Who This Helps
You're a team lead who wants to scale a repeatable analytics routine. You're tired of chasing every shiny idea. You need a simple way to pick the one experiment that actually moves the needle.
This approach comes straight from the Board Finance & Runway Narrative course. It's built for leaders who want disciplined capital decisions—without the corporate jargon.
Mini Case
Meet Viktor. He's a team lead at a growing SaaS company. His team has 3 experiment ideas this week:
- Idea A: Reduce churn by 12% with a new onboarding flow.
- Idea B: Increase trial conversion by 8% with a pricing tweak.
- Idea C: Cut reporting time by 7 days with a dashboard automation.
Viktor uses a simple prioritization trick from the Runway Trigger Tree mission. He asks: "Which experiment protects our runway the most?"
Idea A wins. Churn directly impacts cash burn. Viktor's team focuses on that one move. Result? They ship the experiment in 3 days, see a 5% churn drop in the first week, and free up budget for the next priority.
Do This Now (5 Steps)
- List your team's next 3 experiments. Write them down. No judgment yet.
- Pick the one that protects your runway. Ask: "If we do nothing, which risk hurts us most?"
- Define one clear signal. For Viktor, it was churn rate. For you, it might be trial activation or support tickets.
- Set a 7-day deadline. Ship the experiment fast. Don't overthink.
- Review the result. Did you move the signal? If yes, double down. If no, pivot.
Avoid These Traps
- Trap: Trying to do all three experiments at once. You'll burn out your team and learn nothing.

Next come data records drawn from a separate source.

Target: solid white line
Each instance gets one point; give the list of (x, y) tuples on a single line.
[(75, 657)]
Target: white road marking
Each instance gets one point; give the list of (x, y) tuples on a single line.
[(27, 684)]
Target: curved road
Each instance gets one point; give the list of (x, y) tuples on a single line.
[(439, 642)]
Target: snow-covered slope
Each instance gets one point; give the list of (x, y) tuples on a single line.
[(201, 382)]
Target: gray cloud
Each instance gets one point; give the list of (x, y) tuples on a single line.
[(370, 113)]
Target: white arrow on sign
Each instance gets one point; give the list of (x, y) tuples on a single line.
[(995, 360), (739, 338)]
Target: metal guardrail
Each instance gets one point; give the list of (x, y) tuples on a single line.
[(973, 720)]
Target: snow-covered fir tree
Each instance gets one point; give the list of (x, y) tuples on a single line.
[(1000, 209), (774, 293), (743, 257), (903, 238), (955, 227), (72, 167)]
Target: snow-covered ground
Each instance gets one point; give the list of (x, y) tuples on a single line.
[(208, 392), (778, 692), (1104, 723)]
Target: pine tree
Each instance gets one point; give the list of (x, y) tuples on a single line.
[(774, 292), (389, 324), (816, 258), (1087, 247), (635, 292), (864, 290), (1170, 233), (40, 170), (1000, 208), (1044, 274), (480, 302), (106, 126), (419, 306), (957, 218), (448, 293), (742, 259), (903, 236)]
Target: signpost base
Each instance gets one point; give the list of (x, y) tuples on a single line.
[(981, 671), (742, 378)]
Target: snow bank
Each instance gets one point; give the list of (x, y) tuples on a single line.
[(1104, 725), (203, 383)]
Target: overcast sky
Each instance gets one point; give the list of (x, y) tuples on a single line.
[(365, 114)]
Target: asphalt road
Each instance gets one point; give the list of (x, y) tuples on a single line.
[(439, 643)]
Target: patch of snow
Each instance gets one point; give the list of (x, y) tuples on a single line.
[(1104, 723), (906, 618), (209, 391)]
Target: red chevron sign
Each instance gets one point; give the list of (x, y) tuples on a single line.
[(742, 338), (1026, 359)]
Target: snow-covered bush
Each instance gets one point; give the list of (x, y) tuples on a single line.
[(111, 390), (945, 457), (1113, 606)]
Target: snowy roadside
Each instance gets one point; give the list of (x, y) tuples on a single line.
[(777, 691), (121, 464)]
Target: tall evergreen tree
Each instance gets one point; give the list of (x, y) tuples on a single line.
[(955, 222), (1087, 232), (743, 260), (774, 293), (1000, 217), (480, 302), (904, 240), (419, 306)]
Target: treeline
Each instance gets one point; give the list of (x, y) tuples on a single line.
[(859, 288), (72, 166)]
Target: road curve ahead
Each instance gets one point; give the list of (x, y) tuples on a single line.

- Trap: Picking the easiest experiment first. Easy doesn't mean high-impact. Prioritize by risk, not effort.
- Trap: Forgetting to define your signal. Without a clear metric, you won't know if you won.
- Trap: Waiting for perfect data. You have enough to make a call. Move now.
Your Win by Friday
By Friday, you'll have:
- One experiment selected and started.
- A clear signal to track.
- A team that knows exactly what to focus on.
That's it. No fluff. Just a repeatable routine that scales.
And hey—if Viktor can do it while juggling board narratives, you can too.